The immediate past Director General of Lagos Chamber of Commerce and Industries (LCCI) and promoter of the Council for Promotion of Private Enterprise (CPPE) said he expected a not too good performance from Q1, adding that Q2 may likely be not much better.
Also expressing low expectations on the performance of the economy in the first three months period of the year, Teslim Shitta-Bey, a financial analyst with Proshare Nigeria said “With the cash scarcity that attended CBN’s Naira redesign and its grave impact on the informal economy, obviously we should expect a tightened growth report in Q1.”
Reviewing the Naira redesign fallouts, Shitta-Bey told InsideBusinessNG over the telephone that the SME (small and medium enterprise) sector saw a sudden constrain in productivity, Point of Sale (POS) operators stopped their businesses, and most traders, particularly street traders couldn’t sell their products due to the cash crunch.
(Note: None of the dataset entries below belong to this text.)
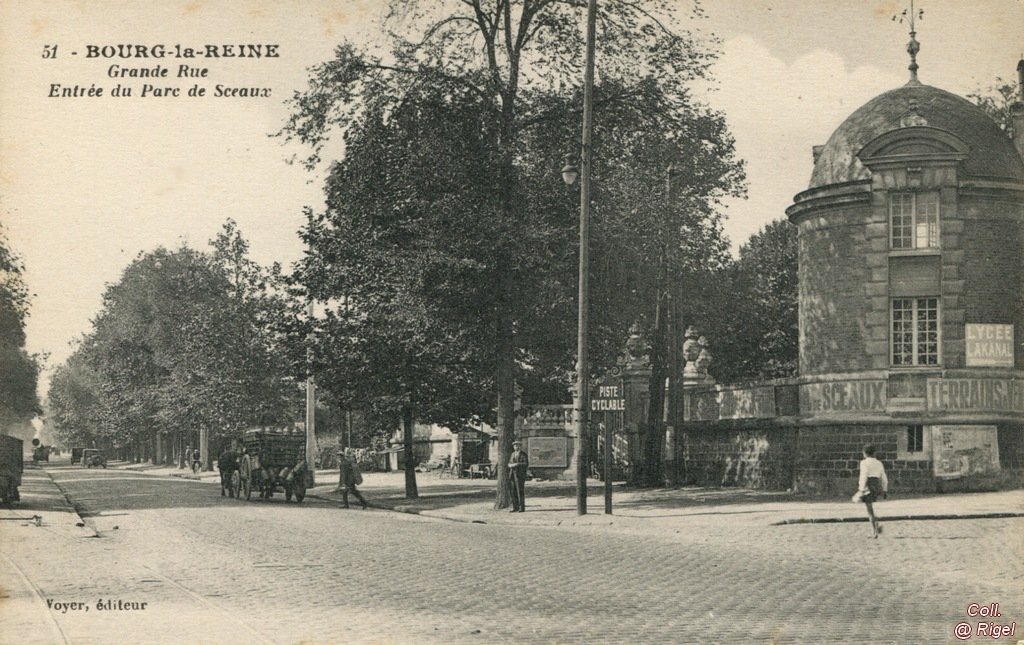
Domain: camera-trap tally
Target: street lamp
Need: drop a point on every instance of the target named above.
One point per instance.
(569, 172)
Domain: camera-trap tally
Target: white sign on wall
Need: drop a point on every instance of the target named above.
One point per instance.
(989, 345)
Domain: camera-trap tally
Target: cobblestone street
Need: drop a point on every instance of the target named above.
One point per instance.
(215, 569)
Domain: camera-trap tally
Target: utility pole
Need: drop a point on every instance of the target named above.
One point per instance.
(310, 403)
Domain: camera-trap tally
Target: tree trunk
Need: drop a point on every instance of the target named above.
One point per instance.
(653, 436)
(407, 431)
(505, 357)
(506, 420)
(676, 388)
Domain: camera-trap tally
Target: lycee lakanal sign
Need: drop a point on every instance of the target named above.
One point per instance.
(975, 395)
(607, 398)
(843, 396)
(989, 345)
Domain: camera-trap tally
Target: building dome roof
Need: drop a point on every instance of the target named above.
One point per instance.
(991, 153)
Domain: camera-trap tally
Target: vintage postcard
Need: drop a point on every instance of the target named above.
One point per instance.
(511, 320)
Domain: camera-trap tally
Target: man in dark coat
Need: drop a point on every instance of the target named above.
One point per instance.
(518, 464)
(348, 478)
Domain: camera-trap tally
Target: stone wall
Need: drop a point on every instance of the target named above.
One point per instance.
(833, 273)
(828, 459)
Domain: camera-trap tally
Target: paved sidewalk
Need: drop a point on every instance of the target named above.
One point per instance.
(665, 511)
(42, 499)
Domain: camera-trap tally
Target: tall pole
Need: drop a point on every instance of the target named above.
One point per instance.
(310, 403)
(583, 364)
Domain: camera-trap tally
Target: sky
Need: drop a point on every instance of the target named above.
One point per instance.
(87, 183)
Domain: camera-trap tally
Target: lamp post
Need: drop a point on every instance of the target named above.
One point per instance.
(310, 403)
(582, 397)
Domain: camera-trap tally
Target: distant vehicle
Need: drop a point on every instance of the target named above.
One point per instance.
(274, 461)
(41, 454)
(11, 466)
(93, 458)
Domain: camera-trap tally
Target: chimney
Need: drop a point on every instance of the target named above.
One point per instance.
(1017, 112)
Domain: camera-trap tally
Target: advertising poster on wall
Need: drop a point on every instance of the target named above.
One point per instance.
(965, 450)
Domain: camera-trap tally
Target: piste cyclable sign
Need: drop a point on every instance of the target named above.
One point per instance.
(607, 398)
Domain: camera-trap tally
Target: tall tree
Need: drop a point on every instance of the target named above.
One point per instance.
(996, 100)
(181, 346)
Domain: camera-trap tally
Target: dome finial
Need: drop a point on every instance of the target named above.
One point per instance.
(913, 46)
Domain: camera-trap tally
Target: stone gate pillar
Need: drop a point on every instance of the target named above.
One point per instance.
(636, 389)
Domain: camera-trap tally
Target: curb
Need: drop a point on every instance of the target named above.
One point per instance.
(81, 523)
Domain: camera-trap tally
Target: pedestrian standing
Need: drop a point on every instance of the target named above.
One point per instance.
(348, 478)
(871, 486)
(518, 465)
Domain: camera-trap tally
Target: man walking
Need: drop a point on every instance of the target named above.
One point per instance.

“All these factors created serious challenges in Q1. When the GDP numbers come out, we expect to a severely constrained Q1 report. Q1 is usually moderated but this particular year will be very much constrained by the fact that there was cash crunch, low demand for goods and services as a result of the currency redesign challenges.
So Q1 will not be as good as we would have wanted it to be,” Shitta-Bey concluded.